KENNETH CHAMBERLAIN, JR.: He has a heart condition, and he also suffered from COPD. And when he—the pendant was triggered—
AMY GOODMAN: You’re holding that in—
KENNETH CHAMBERLAIN, JR.: Yes.
AMY GOODMAN: —his hand.
KENNETH CHAMBERLAIN, JR.: This is his pendant right here. It was triggered, and the medical company—there’s a box inside his home. The medical company asked him if he was all right. They didn’t get a response. So, automatically, if you don’t get a response, they send medical services to your house. They informed the police that they are responding to a medical emergency, not a crime. And once they arrived at my father’s home, my father did tell them that he was OK. But for some reason, they wanted to gain entry into my father’s home. I don’t know why. And in the audio, you hear my father telling them that he’s fine, he’s OK.
JUAN GONZALEZ: Now, this is an important point, that there was audio going on throughout this between the firm and your father.
KENNETH CHAMBERLAIN, JR.: Correct.
JUAN GONZALEZ: And so, much of the activity of the police was caught on this audio.

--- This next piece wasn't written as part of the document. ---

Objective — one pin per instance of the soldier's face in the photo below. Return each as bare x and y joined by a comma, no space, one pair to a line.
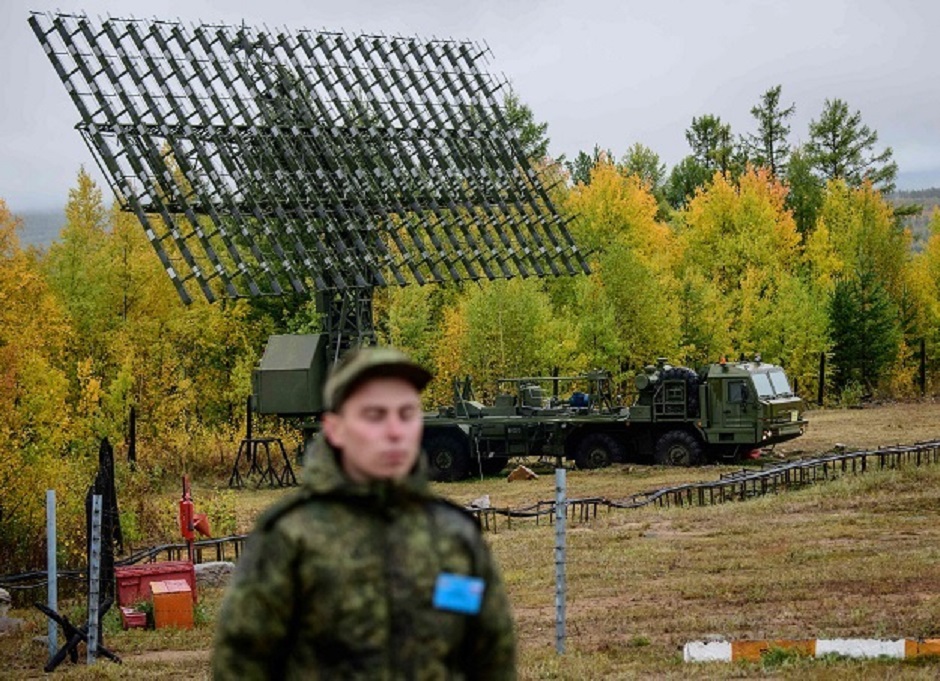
378,428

KENNETH CHAMBERLAIN, JR.: Yes, it was.
AMY GOODMAN: So the box on the wall records everything that’s—
KENNETH CHAMBERLAIN, JR.: It’s actually a box that just sat on his table in the—in his dining room area. It just sat there. And it’s connected to the phone company. So if he does trigger it, as I said, you hear a loud beeping noise. And then the operator, from their central station, will come on, and they say, "Mr. Chamberlain, are you OK? You triggered your alarm. Is everything all right?" And, of course, if they don’t get a response, they then contact the officials.

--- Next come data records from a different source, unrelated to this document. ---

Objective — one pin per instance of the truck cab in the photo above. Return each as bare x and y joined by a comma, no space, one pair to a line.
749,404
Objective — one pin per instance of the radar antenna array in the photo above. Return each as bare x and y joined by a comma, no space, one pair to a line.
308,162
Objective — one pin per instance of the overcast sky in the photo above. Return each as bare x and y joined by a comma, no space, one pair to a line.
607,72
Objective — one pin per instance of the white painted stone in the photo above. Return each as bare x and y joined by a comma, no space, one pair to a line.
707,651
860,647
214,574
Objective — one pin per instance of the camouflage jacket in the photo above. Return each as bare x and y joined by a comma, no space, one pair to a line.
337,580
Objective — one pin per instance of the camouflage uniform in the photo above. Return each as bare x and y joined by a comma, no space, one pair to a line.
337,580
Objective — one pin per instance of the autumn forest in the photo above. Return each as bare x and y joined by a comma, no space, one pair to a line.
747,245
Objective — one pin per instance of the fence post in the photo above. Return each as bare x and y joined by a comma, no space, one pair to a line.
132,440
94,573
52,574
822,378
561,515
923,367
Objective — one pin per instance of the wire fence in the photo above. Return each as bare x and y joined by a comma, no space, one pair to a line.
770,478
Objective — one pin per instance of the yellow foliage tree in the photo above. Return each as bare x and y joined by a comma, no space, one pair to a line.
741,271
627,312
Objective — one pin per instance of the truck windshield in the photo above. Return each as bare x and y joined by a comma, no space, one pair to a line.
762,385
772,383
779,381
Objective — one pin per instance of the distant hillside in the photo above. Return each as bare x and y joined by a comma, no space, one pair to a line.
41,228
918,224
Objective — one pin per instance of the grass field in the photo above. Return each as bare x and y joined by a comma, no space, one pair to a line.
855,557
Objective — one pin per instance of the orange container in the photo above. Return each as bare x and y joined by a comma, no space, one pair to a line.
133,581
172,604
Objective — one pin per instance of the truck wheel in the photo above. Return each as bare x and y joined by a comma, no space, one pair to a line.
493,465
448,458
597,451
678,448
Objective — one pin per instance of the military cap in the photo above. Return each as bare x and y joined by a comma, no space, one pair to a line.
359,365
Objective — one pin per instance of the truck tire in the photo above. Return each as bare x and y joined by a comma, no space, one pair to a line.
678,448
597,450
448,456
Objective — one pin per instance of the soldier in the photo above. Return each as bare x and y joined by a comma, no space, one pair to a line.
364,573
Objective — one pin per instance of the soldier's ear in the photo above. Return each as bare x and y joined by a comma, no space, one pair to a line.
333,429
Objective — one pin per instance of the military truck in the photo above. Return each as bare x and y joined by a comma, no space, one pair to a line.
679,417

JUAN GONZALEZ: Now you were able to hear this audio because the DA’s office allowed you to hear it? How did you—
KENNETH CHAMBERLAIN, JR.: Yes.
JUAN GONZALEZ: But it has not yet been released.
KENNETH CHAMBERLAIN, JR.: No, it hasn’t.
AMY GOODMAN: So, continue. You hear your father through the door telling the police he’s OK. This is about 5:00 in the morning?

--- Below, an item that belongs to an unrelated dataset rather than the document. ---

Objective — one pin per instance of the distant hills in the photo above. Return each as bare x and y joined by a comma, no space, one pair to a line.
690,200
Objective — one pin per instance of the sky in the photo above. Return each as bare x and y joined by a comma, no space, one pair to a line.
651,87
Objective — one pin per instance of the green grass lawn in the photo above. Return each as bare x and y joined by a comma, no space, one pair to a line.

KENNETH CHAMBERLAIN, JR.: Yes. He’s saying that he’s OK. He’s saying that he did not call for them. But they were very insistent. They were banging on the door, banging on the door, banging on the door. So you hear one of the officers say to him, "Well, you pushed your—you triggered your alarm now." He said, "That’s because I want you to leave me alone." And they just kept telling him, "Open the door. Open the door. Let us see that you’re all right." At some point, the door was cracked open, because the police officers have a taser that has a camera on it, and it also has audio. So you could see where the door was cracked open. So, once you’ve gotten a visual, and you’ve seen that my father is OK, and he’s telling you that he’s OK, why would you still insist on getting into the apartment? Which is the question that I have. And they weren’t responding to a crime. He was sleeping and accidentally triggered his alarm.
JUAN GONZALEZ: And the officers then did what?
KENNETH CHAMBERLAIN, JR.: Ultimately, after using expletives and racial slurs, they broke down the door. You can see on the video from the taser that they fired a taser at him. And I’m assuming that both prongs didn’t go in. He stood about maybe eight to 10 feet away from them with his hands down to his side. And at one point, you hear one of the officers say, "Cut it off." And it was at that point they shot and killed my father.
AMY GOODMAN: They shot him with beanbag also?
KENNETH CHAMBERLAIN, JR.: Well, we didn’t see that. So I can’t—I can’t confirm or deny that.